Da dieci anni la questione dei diritti umani è diventato un tema scottante nello Zimbabwe. E proprio in occasione del World Habitat Day, che si festeggia oggi, è importante ricordare che il governo di Robert Mugabe nel marzo del 2005 ordinò l’esecuzione di uno dei più vasti e violenti sgomberi forzati della storia recente: furono 700.000 le persone che dissero addio a case e beni.
La situazione non migliorò neanche quando nel 2009 venne creato il governo di unità nazionale tra l’Unione nazionale africana dello Zimbabwe di Magabe e il più importante partito di opposizione.
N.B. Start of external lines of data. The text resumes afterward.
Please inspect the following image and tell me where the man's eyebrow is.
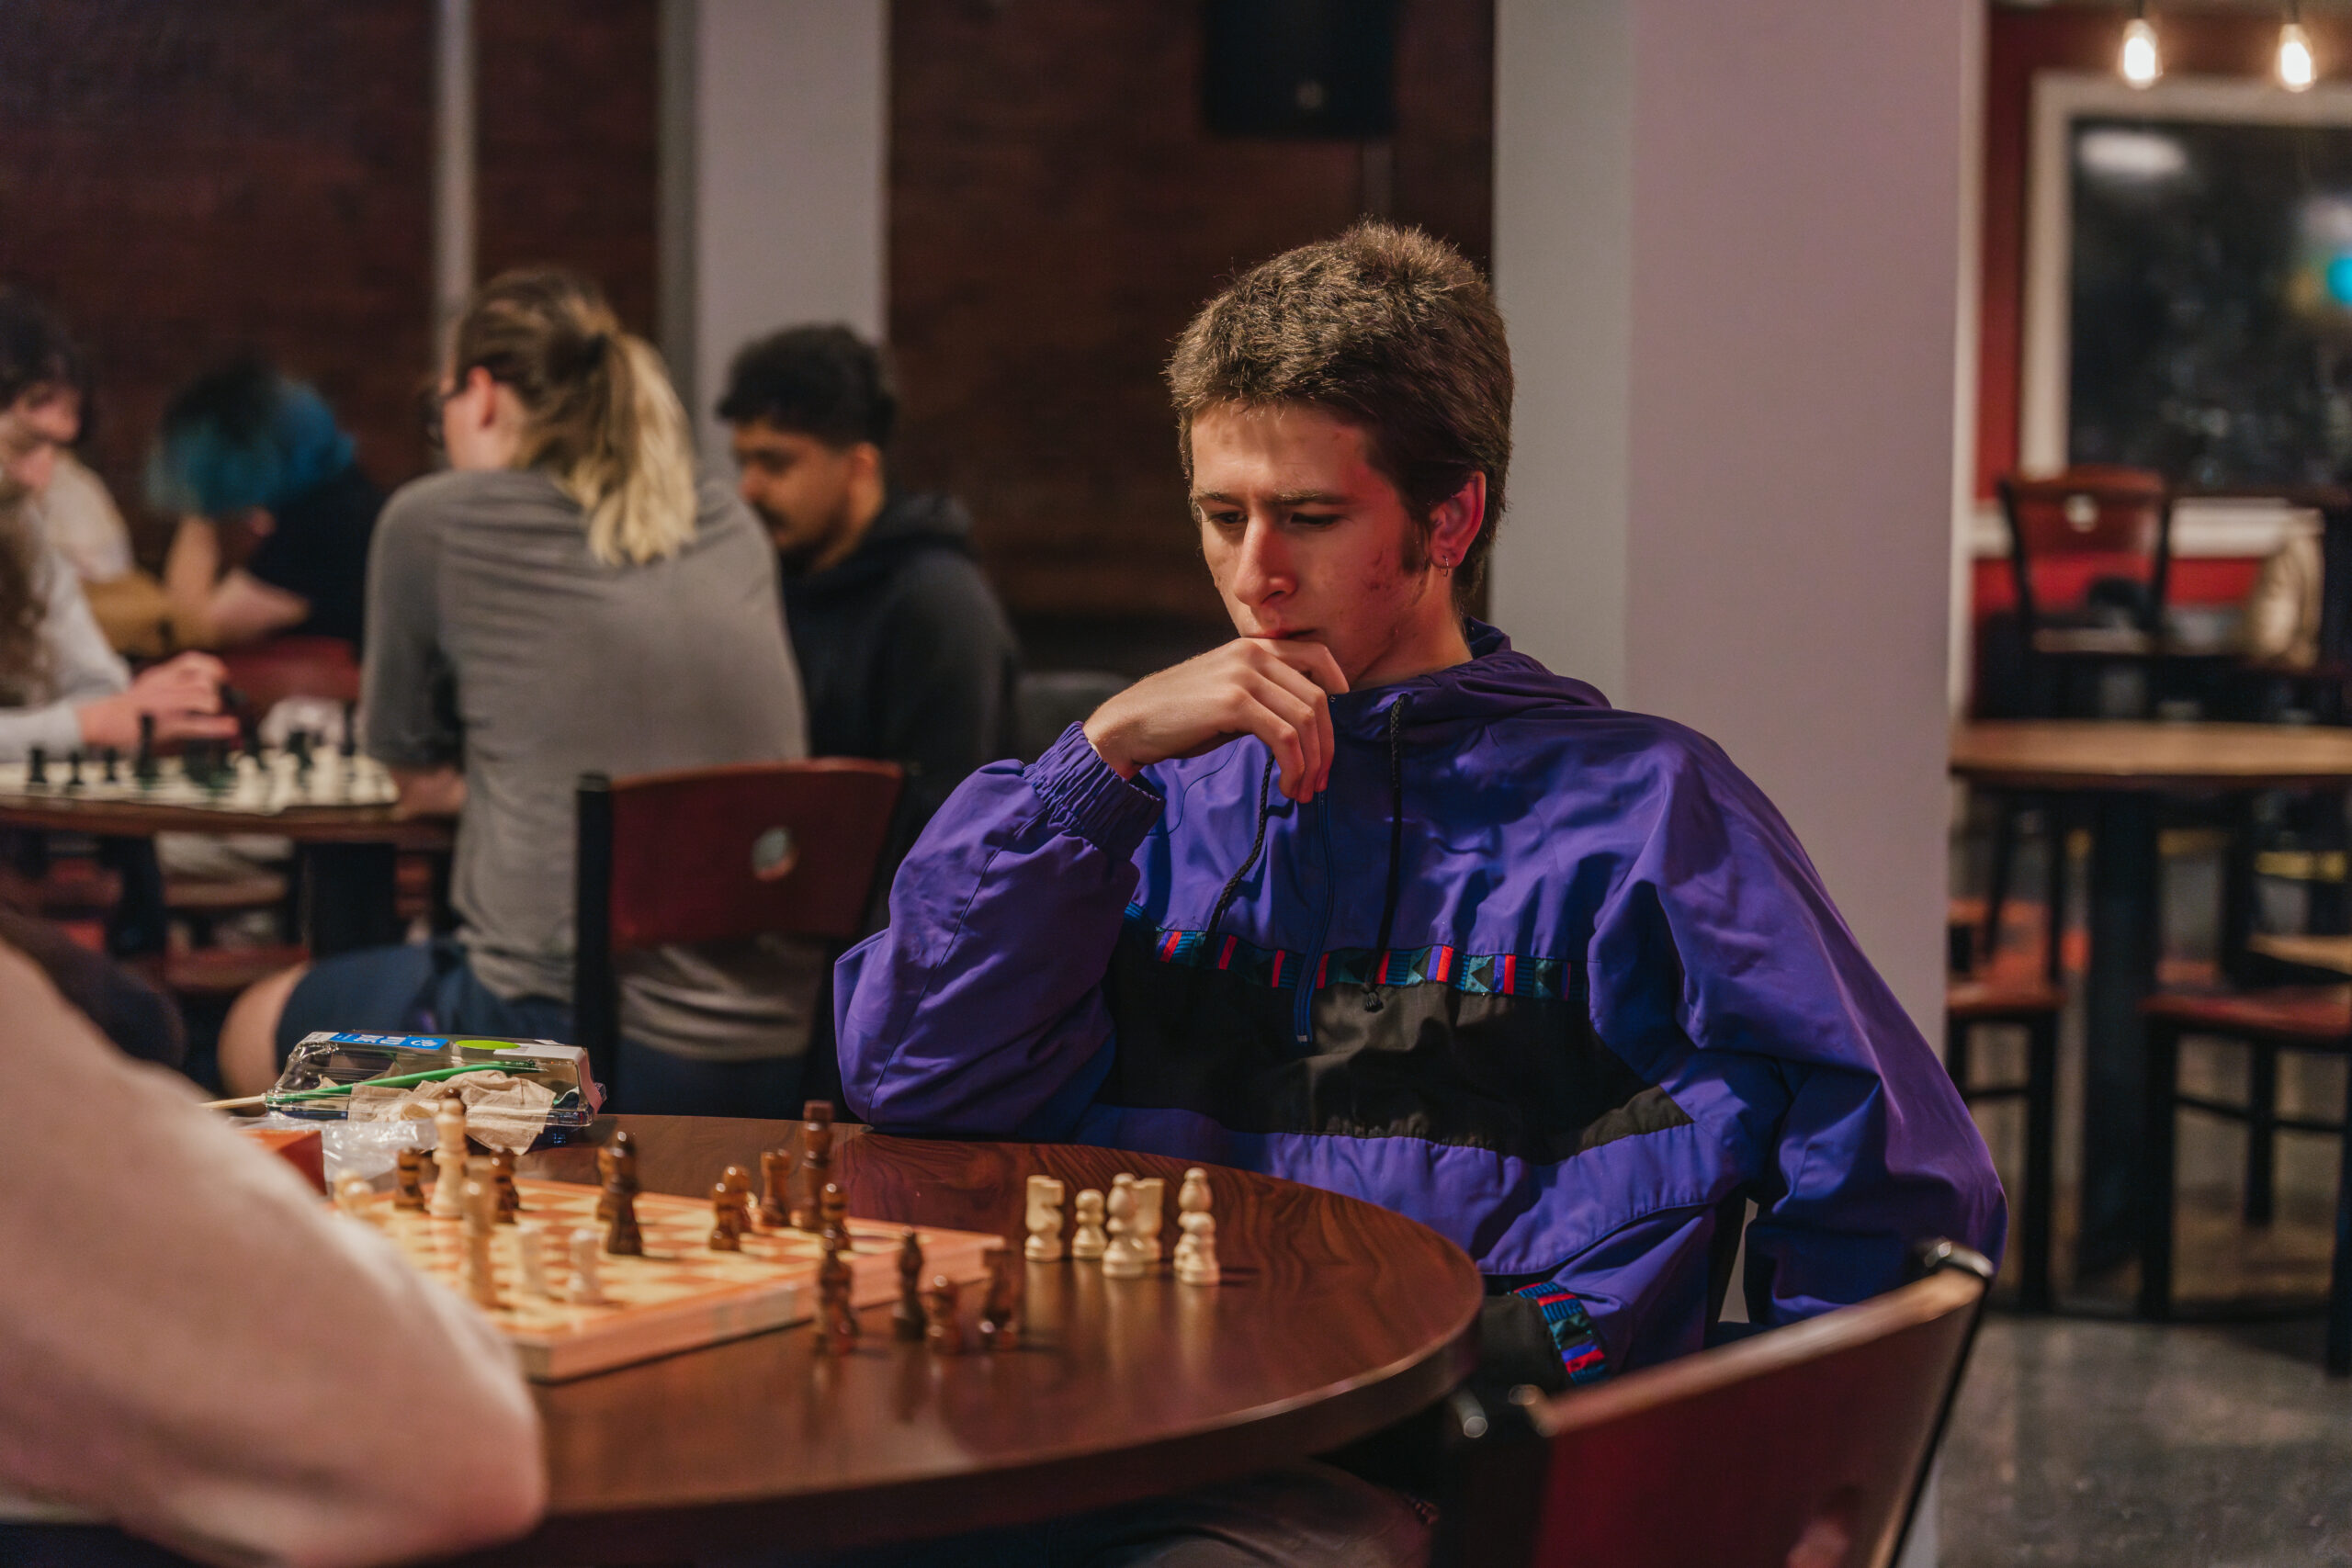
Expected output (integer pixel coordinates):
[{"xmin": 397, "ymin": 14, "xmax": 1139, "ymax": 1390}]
[{"xmin": 1188, "ymin": 489, "xmax": 1351, "ymax": 507}]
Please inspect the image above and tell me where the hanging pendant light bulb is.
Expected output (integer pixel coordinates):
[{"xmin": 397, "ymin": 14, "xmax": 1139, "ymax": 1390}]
[
  {"xmin": 2120, "ymin": 5, "xmax": 2162, "ymax": 89},
  {"xmin": 2279, "ymin": 5, "xmax": 2317, "ymax": 93}
]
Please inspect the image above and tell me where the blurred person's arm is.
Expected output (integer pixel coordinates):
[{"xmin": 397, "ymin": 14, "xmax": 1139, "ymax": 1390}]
[
  {"xmin": 0, "ymin": 548, "xmax": 131, "ymax": 760},
  {"xmin": 390, "ymin": 763, "xmax": 465, "ymax": 818},
  {"xmin": 163, "ymin": 516, "xmax": 310, "ymax": 649},
  {"xmin": 0, "ymin": 942, "xmax": 545, "ymax": 1566}
]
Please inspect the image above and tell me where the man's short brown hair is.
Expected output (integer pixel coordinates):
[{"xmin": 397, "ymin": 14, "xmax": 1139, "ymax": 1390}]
[{"xmin": 1166, "ymin": 221, "xmax": 1512, "ymax": 601}]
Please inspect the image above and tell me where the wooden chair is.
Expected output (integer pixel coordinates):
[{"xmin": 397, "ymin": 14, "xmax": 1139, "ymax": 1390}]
[
  {"xmin": 1441, "ymin": 1243, "xmax": 1994, "ymax": 1568},
  {"xmin": 572, "ymin": 760, "xmax": 905, "ymax": 1110},
  {"xmin": 1997, "ymin": 466, "xmax": 2173, "ymax": 661},
  {"xmin": 2138, "ymin": 986, "xmax": 2352, "ymax": 1374},
  {"xmin": 1946, "ymin": 975, "xmax": 2062, "ymax": 1311}
]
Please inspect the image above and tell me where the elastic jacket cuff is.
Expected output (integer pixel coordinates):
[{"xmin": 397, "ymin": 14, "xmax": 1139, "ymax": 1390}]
[{"xmin": 1028, "ymin": 723, "xmax": 1164, "ymax": 859}]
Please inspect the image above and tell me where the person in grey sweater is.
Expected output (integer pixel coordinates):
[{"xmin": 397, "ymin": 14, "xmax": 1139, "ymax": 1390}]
[{"xmin": 218, "ymin": 270, "xmax": 819, "ymax": 1117}]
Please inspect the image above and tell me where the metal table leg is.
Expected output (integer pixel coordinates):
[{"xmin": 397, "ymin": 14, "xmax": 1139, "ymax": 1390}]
[{"xmin": 2081, "ymin": 790, "xmax": 2161, "ymax": 1274}]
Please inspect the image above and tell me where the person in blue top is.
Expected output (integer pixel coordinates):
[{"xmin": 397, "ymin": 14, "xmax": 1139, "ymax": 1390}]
[{"xmin": 829, "ymin": 222, "xmax": 2004, "ymax": 1567}]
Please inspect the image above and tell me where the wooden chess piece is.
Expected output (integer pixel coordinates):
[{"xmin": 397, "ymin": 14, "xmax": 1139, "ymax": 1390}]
[
  {"xmin": 978, "ymin": 1246, "xmax": 1023, "ymax": 1352},
  {"xmin": 567, "ymin": 1227, "xmax": 609, "ymax": 1304},
  {"xmin": 816, "ymin": 1244, "xmax": 859, "ymax": 1355},
  {"xmin": 758, "ymin": 1147, "xmax": 792, "ymax": 1227},
  {"xmin": 818, "ymin": 1180, "xmax": 850, "ymax": 1256},
  {"xmin": 489, "ymin": 1148, "xmax": 519, "ymax": 1224},
  {"xmin": 894, "ymin": 1231, "xmax": 926, "ymax": 1341},
  {"xmin": 1175, "ymin": 1211, "xmax": 1222, "ymax": 1286},
  {"xmin": 1023, "ymin": 1175, "xmax": 1067, "ymax": 1262},
  {"xmin": 1130, "ymin": 1177, "xmax": 1166, "ymax": 1265},
  {"xmin": 514, "ymin": 1220, "xmax": 553, "ymax": 1299},
  {"xmin": 393, "ymin": 1146, "xmax": 427, "ymax": 1210},
  {"xmin": 1071, "ymin": 1189, "xmax": 1108, "ymax": 1260},
  {"xmin": 1101, "ymin": 1174, "xmax": 1145, "ymax": 1278},
  {"xmin": 721, "ymin": 1165, "xmax": 752, "ymax": 1234},
  {"xmin": 333, "ymin": 1169, "xmax": 373, "ymax": 1219},
  {"xmin": 791, "ymin": 1101, "xmax": 834, "ymax": 1232},
  {"xmin": 458, "ymin": 1169, "xmax": 500, "ymax": 1309},
  {"xmin": 603, "ymin": 1143, "xmax": 644, "ymax": 1258},
  {"xmin": 709, "ymin": 1176, "xmax": 743, "ymax": 1251},
  {"xmin": 922, "ymin": 1274, "xmax": 964, "ymax": 1355},
  {"xmin": 595, "ymin": 1144, "xmax": 618, "ymax": 1222},
  {"xmin": 428, "ymin": 1095, "xmax": 469, "ymax": 1219}
]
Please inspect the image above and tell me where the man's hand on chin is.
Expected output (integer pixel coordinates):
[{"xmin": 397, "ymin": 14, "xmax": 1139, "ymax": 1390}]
[{"xmin": 1080, "ymin": 637, "xmax": 1349, "ymax": 802}]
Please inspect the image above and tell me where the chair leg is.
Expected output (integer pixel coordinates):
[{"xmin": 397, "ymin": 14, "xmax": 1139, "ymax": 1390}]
[
  {"xmin": 2022, "ymin": 1011, "xmax": 2059, "ymax": 1314},
  {"xmin": 2138, "ymin": 1020, "xmax": 2180, "ymax": 1320},
  {"xmin": 2041, "ymin": 795, "xmax": 2071, "ymax": 985},
  {"xmin": 1984, "ymin": 795, "xmax": 2018, "ymax": 961},
  {"xmin": 2246, "ymin": 1041, "xmax": 2279, "ymax": 1226},
  {"xmin": 2330, "ymin": 1065, "xmax": 2352, "ymax": 1378}
]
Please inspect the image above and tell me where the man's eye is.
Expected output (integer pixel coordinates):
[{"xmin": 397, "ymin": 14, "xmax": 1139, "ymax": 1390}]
[
  {"xmin": 1203, "ymin": 511, "xmax": 1244, "ymax": 528},
  {"xmin": 1289, "ymin": 512, "xmax": 1342, "ymax": 527}
]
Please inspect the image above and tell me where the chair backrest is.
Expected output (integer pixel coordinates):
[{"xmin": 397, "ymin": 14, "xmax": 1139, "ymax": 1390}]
[
  {"xmin": 1014, "ymin": 670, "xmax": 1132, "ymax": 762},
  {"xmin": 1514, "ymin": 1245, "xmax": 1991, "ymax": 1568},
  {"xmin": 1997, "ymin": 466, "xmax": 2172, "ymax": 631},
  {"xmin": 220, "ymin": 635, "xmax": 361, "ymax": 711},
  {"xmin": 572, "ymin": 759, "xmax": 906, "ymax": 1098}
]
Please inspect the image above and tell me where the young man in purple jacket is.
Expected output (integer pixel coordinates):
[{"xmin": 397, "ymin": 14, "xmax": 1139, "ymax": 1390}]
[{"xmin": 833, "ymin": 222, "xmax": 2001, "ymax": 1560}]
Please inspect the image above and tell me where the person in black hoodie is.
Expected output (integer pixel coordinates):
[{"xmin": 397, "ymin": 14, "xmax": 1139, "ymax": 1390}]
[{"xmin": 718, "ymin": 326, "xmax": 1020, "ymax": 876}]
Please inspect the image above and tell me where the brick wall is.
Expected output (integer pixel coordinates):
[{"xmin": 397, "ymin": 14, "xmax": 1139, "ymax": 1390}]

Le donne non ci stanno e vogliono farsi sentire. In particolare quelle che sono a capo del movimento per la giustizia sociale. Il 21 settembre scorso a Bulawayo, la seconda città del paese, la polizia non ha esitato a porre fine ad una manifestazione finalizzata a celebrare la Giornata internazionale della pace. Dodici promotrici del movimento Woza (Women of Zimbabwe Arise) sono state picchiate e arrestate dalla polizia. Dieci sono state rilasciate quasi subito, mentre per altre due le cose sono andate diversamente, è stato negato il loro rilascio su cauzione, poiché accusate di sequestro e furto. Hanno subito due interventi chirurgici a causa delle lesioni subite per aver esercitato il loro diritto di libertà d’espressione, costituzionalmente tutelato.
Woza non è l’unico movimento presente. Di recente è nato anche Moza (Men of Zimbabwe Arise), la cui azione principale è quella di esprimere il proprio dissenso nei confronti del presidente Mugabe. Il 28 febbraio scorso, a Bulawayo, sette membri dei due movimenti erano stati arrestati e sottoposti a torture per 48 ore attraverso la tecnica della «falaqa», consistente in bastonate sulle piante dei piedi. I rapitori volevano sapere dove si fossero nascoste due donne del movimento Woza.